For 22 years, from 1982 to 2004, the Scotia Prince was a seasonal fixture on Portland’s busy waterfront, ferrying tourists, truckers, gamblers and others to and from Yarmouth, Nova Scotia.

Its service in Portland came to an abrupt end in a storm of controversy marked by declining ticket sales and a lawsuit that blamed Portland officials for a moldy passenger terminal.

Now, after recent stints housing Hurricane Katrina survivors off the coast of New Orleans, reviving ferry service between India and Sri Lanka and evacuating Indian citizens from war-torn Libya, the 40-year-old ferry is heading for the scrap heap.

The Scotia Prince has been sold and will be delivered this week to a new owner in Colombo, Sri Lanka, according to International Shipping Partners of Miami, Fla. The passenger ship management company wouldn’t say who bought the ferry or where it will be dismantled.

“It’s sad to see it go, but it’s not too surprising,” said Henk Pols of Cape Elizabeth, former president of Prince of Fundy Cruises, the company that operated the Scotia Prince until 2000.

“After all these years and operating in various areas since she left Portland, that ship’s been subjected to constant use and exposure to the elements,” Pols said. “There comes a point when it’s no longer feasible to maintain a vessel like that.”

It’s a disappointing end for a ferry that played a fun or functional role in the lives of many Mainers, Canadians and others.

Vacationers and truckers hauling fish and other products counted on the overnight ferry to slice time and trouble off what would have been a 750-mile drive through eastern Maine and the Canadian Maritimes.

Couples and families celebrated anniversaries, birthdays and weekend getaways in the ferry’s Concord Dining Room and Broadway Lounge, which featured regular floor shows. Gamblers, both devoted and dabblers, tried their luck in a casino filled with slot machines and game tables. At 143 meters long, the ferry could carry a maximum 1,120 passengers, some of whom stayed in its 250 cabins.

“It provided a cruise experience for many people,” said Joe Gray, Portland’s former city manager, who traveled on the ferry a few times to promote economic development between Maine and Nova Scotia.

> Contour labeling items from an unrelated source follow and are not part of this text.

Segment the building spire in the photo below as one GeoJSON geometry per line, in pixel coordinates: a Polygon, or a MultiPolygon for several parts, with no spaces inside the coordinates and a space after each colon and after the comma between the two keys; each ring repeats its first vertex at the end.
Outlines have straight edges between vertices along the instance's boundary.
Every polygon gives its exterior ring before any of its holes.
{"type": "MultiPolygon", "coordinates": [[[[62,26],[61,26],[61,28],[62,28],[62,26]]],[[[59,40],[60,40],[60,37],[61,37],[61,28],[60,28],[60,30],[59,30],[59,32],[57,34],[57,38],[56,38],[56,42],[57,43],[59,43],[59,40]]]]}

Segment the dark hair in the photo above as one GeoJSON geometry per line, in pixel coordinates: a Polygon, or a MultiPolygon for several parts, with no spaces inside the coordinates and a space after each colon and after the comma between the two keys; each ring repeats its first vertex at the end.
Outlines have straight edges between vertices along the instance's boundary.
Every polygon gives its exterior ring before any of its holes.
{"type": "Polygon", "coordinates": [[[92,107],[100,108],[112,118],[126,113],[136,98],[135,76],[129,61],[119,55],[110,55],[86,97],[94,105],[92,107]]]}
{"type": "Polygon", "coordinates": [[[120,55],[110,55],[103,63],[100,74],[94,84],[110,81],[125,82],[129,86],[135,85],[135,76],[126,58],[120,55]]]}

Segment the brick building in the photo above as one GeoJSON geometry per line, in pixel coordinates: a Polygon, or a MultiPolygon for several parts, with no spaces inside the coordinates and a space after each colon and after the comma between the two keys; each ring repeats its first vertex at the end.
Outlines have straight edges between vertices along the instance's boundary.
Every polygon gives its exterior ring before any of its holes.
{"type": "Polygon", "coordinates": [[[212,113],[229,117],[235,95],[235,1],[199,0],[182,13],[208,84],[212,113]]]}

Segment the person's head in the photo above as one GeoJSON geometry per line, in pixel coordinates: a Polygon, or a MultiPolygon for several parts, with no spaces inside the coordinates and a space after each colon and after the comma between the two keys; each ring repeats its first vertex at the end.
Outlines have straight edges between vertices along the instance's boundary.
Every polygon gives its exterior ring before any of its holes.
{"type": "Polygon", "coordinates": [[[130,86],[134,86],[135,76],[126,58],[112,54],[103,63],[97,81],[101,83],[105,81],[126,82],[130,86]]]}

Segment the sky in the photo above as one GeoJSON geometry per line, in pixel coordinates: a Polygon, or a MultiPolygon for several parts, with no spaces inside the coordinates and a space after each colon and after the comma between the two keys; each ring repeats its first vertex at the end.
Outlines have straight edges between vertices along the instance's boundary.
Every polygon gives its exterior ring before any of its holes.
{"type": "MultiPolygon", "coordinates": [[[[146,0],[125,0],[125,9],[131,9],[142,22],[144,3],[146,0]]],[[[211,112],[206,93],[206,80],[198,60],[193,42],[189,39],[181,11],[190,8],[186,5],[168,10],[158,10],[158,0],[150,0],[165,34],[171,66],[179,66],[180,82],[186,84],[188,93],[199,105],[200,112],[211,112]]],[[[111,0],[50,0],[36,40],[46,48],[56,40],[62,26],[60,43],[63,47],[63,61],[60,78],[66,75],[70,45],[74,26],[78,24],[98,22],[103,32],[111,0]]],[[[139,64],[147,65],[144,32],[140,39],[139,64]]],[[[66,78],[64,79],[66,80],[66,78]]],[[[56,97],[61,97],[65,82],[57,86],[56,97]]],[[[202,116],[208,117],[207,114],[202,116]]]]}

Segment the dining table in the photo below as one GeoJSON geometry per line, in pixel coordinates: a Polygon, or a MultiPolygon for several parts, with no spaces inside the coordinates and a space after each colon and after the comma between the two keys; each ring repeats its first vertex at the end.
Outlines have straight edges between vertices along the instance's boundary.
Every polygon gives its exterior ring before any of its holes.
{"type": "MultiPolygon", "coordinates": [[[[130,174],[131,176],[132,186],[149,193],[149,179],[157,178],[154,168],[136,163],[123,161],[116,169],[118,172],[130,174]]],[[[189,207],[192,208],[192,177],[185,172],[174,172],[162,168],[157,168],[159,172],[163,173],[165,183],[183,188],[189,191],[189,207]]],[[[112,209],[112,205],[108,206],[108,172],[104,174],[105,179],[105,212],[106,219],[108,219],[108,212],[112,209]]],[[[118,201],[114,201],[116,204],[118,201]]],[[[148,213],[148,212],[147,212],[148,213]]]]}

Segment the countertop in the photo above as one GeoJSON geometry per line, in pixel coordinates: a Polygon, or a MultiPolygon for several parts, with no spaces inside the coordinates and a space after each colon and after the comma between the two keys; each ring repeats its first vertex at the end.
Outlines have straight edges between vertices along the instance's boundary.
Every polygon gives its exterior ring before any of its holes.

“People could get away for a weekend and have a nice meal and a show,” Gray said. “The cabins were comfortable and had bathrooms. For some people, it was the Queen Mary of Maine.”

As many as 80 people worked on the Scotia Prince each season. One of them was Milton Hammith of Windham, who came from his native Jamaica to Portland in 1988 to work on the ferry.

Hammith spent two summers serving the crew in the officers’ mess hall. He did additional work for tips, such as carrying passengers’ bags and helping dining room staff. He wound up marrying a local woman and stayed in Maine.

“The Scotia Prince wasn’t fancy, but it was nice,” said Hammith, who runs the Clock Tower Cafe at Portland City Hall. “There was no pool or anything like that. Bus tours came from Massachusetts and New York. Fish trucks would go up empty and come back filled with fish.”

Some who didn’t ride the Scotia Prince kept track of its comings and goings from the International Marine Terminal. The line of cars streaming off the ferry or waiting to board often slowed traffic on Commercial Street.

“People on the islands in Casco Bay and along its shores could set their watches when they saw the ferry coming in or heading out,” Pols said.

The Scotia Prince sailed out of Portland Harbor at the end of the 2004 season and never returned.

Scotia Prince Cruises, the company that bought Prince of Fundy Cruises in 2000, reported mold and structural problems at the terminal that year and operated outdoors most of the season.

Mark Hudson, an executive for the ferry line, reported that passenger totals were down 23 percent from 2003, and down 30 percent from 2002.

Early the next year, the ferry line canceled its 2005 season and filed a lawsuit against the city seeking more than $20 million in losses related to the terminal’s condition. The city completed renovations to the terminal and transferred the lease to Bay Ferries Ltd., which started operating The Cat between Portland and Nova Scotia.

In 2008, the city paid $1.2 million to settle its scuffle with Scotia Prince Cruises. The next year, Bay Ferries ended The Cat’s service when Nova Scotia withdrew a $5.65 million subsidy that kept the high-speed ferry afloat.

In recent years, officials in Maine and Nova Scotia have talked about renewing the ferry service to boost tourism, so far to no avail. Some believe that providing a cruise experience, with a dining room, nightclub, casino and passenger cabins, is the only way it would be successful.

“That’s the direction it needs to go,” said Gray, the former city manager.

There’s a vessel on its way to be scrapped that might have filled the bill.